Hindquarters: Strong and cleanly muscled. The pelvis, the thigh, the second thigh, and the rear
pastern are ideally the same length and give the appearance of a series of right angles. From the
rear, the thighs are strong and powerful. The legs turn neither in nor out. Rear pasterns – Short
and strong, perpendicular to the second thigh bone. When viewed from behind, they are upright
and parallel. Feet – Hind Paws – Smaller than the front paws with four compactly closed and
arched toes with tough, thick pads. The entire foot points straight ahead and is balanced equally
on the ball and not merely on the toes. Rear dewclaws should be removed. Croup – Long,
rounded and full, sinking slightly toward the tail. Tail – Set in continuation of the spine,
extending without kinks, twists, or pronounced curvature, and not carried too gaily. Gait: Fluid
and smooth. Forelegs reach well forward, without much lift, in unison with the driving action of
hind legs. The correct shoulder assembly and well-fitted elbows allow the long, free stride in
front. Viewed from the front, the legs do not move in exact parallel planes, but incline slightly
inward. Hind legs drive on a line with the forelegs, with hock joints and rear pasterns
(metatarsus) turning neither in nor out. The propulsion of the hind leg depends on the dog’s
ability to carry the hind leg to complete extension. Viewed in profile, the forward reach of the
hind leg equals the rear extension. The thrust of correct movement is seen when the rear pads are
clearly exposed during rear extension. Rear feet do not reach upward toward the abdomen and
there is no appearance of walking on the rear pasterns. Feet must travel parallel to the line of
motion with no tendency to swing out, cross over, or interfere with each other. Short, choppy
movement, rolling or high-stepping gait, close or overly wide coming or going are incorrect. The
Dachshund must have agility, freedom of movement, and endurance to do the work for which he
was developed.

Temperament: The Dachshund is clever, lively and courageous to the point of rashness,
persevering in above- and below-ground work, with all the senses well-developed. Any display
of shyness is a serious fault.

Coat Varieties: The Dachshund is bred with three
varieties of coat: (1) Smooth; (2) Wirehaired; (3) Longhaired

There is also a fourth coat type not accepted by the AKC that occurs when wire and a long hair are bred together. This coat commonly referred to as silky or soft wire resembles something akin to Benji. While loveably cute this coat type does require more intensive care than the other three types.

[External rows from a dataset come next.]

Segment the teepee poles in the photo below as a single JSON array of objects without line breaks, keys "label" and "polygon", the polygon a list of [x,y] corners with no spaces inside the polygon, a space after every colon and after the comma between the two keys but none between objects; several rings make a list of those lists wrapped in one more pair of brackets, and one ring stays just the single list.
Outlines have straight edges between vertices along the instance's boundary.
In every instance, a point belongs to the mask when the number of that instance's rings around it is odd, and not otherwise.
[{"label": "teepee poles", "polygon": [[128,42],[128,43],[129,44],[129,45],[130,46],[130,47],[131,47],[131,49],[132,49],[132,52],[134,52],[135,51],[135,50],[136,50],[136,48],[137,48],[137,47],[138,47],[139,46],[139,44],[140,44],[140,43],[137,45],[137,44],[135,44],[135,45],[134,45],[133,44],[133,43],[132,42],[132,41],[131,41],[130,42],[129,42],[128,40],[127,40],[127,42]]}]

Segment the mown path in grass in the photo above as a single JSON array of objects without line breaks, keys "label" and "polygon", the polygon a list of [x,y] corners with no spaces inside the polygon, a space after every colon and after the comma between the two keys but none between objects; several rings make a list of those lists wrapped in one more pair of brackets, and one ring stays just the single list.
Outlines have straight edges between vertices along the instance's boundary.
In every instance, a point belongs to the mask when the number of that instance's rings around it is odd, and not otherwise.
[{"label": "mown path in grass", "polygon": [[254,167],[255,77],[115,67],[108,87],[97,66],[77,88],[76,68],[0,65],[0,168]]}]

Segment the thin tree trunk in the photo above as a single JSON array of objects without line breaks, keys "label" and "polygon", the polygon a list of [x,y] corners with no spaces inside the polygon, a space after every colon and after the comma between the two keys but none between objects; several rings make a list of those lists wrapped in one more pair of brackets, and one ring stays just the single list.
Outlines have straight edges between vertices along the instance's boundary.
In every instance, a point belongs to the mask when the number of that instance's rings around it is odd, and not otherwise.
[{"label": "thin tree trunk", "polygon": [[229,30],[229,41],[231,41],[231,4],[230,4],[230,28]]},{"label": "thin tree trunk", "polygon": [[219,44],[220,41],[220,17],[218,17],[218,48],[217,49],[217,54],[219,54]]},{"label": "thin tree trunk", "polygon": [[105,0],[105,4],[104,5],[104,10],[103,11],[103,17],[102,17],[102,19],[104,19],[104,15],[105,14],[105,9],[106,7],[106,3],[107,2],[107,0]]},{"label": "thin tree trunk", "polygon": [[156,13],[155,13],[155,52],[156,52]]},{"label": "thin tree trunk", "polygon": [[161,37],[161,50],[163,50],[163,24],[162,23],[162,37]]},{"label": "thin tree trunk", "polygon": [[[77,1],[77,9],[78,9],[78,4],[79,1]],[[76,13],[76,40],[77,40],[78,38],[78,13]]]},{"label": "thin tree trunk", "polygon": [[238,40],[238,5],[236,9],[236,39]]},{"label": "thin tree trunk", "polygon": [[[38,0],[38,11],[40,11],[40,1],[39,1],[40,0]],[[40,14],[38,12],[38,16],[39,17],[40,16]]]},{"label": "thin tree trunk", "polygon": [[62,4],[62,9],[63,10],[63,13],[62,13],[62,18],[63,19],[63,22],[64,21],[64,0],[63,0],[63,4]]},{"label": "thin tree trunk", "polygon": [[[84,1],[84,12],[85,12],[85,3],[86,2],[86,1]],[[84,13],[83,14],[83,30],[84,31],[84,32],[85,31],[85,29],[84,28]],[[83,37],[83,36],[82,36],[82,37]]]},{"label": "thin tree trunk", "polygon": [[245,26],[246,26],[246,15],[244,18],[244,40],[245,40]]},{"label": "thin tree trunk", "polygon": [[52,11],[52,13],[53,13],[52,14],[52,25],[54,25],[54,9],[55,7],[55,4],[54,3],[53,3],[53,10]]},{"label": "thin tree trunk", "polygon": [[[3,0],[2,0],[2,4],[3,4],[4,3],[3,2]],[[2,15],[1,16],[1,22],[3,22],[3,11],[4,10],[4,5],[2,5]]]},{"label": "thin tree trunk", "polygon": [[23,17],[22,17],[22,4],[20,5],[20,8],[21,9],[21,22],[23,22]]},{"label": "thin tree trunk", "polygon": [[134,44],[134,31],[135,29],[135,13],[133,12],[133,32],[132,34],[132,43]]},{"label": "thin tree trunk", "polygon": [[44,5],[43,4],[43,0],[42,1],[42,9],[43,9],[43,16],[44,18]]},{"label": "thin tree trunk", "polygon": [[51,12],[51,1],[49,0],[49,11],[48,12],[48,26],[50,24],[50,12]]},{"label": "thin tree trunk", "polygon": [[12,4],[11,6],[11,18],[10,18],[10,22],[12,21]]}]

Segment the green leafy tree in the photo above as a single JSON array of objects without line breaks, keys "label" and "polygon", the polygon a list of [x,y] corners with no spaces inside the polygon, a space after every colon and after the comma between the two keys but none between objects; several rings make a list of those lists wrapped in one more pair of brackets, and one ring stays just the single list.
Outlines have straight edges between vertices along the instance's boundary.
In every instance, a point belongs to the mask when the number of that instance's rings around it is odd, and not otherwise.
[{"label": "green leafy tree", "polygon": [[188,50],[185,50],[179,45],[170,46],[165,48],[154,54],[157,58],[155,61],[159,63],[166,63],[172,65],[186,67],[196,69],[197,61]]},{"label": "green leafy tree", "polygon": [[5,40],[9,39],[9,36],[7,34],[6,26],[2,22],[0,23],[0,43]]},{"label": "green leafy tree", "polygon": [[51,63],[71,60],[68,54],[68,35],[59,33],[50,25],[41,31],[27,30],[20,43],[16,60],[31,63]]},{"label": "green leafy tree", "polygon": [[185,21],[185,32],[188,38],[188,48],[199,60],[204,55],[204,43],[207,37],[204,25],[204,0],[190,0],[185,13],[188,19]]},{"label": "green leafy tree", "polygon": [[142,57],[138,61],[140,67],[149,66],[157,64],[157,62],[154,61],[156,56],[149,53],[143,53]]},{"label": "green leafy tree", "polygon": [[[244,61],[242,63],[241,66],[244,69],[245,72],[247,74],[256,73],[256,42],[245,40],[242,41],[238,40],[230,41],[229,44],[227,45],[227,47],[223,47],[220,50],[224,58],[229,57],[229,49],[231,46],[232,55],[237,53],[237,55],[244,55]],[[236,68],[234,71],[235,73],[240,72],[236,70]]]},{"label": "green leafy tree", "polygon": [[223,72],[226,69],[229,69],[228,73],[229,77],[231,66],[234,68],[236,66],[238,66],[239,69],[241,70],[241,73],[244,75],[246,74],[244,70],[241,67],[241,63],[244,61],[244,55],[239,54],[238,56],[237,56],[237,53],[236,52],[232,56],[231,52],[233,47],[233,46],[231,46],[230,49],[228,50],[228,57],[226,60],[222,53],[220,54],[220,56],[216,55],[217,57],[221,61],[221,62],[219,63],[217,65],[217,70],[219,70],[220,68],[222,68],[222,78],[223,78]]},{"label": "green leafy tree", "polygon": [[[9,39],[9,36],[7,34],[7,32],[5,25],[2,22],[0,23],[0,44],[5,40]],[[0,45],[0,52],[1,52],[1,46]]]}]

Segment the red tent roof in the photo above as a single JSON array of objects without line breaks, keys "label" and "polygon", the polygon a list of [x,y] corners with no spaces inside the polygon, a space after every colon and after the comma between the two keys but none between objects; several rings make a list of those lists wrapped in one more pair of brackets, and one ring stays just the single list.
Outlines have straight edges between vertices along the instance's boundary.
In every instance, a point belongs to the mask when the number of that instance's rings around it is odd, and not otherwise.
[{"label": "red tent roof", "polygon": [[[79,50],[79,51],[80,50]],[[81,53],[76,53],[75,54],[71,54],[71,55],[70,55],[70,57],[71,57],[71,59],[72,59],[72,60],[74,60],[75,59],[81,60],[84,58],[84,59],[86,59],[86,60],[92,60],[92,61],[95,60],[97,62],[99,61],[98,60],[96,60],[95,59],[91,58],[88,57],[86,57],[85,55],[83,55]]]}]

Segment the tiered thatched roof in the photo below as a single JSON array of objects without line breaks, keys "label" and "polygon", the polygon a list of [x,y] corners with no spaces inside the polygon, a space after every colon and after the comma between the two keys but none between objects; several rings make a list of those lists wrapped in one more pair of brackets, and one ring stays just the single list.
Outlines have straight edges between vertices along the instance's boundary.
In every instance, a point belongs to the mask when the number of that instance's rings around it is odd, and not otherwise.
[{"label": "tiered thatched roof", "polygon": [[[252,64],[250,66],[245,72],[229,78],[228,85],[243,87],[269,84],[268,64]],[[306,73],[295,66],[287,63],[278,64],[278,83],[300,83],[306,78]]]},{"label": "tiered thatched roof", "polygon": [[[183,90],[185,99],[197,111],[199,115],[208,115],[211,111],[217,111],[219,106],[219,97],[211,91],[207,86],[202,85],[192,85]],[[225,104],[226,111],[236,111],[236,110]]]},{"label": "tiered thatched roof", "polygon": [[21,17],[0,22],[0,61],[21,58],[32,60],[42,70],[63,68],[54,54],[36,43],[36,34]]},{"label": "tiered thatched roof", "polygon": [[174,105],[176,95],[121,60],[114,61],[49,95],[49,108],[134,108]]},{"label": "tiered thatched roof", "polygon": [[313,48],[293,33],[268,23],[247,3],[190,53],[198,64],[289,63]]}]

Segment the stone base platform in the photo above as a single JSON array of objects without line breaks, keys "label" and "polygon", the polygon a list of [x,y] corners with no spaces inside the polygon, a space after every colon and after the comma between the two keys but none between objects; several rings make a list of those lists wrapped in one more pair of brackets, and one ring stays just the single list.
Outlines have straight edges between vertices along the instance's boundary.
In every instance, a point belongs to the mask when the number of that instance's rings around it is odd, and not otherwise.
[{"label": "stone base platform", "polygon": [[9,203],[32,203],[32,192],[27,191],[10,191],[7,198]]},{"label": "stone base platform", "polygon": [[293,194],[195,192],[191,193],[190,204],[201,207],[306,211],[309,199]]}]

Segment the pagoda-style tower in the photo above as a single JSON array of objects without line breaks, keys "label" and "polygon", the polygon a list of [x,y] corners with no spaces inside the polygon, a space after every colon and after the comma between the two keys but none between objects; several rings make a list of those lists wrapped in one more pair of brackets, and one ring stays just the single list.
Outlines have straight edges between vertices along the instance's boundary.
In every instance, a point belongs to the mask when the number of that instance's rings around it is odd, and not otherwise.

Sizes: The two AKC accepted sizes are Miniature (11 pounds and under at 12
months of age and older) and Standard (between 16 and 32 pounds). This leaves a gap between 12-16 lbs which is commonly referred to as tweeny size by breeders.

It is our personal experience that dogs under 10 lbs tend to have more chihuahua type temperament (yippy and nippy), and conformation (more bulgy eyes and shorter backs) even when purebred. If you are looking for a calm yet active family dog or hiking buddy our suggestion is between 10-14 lb range. This is the range in which most our pups mature.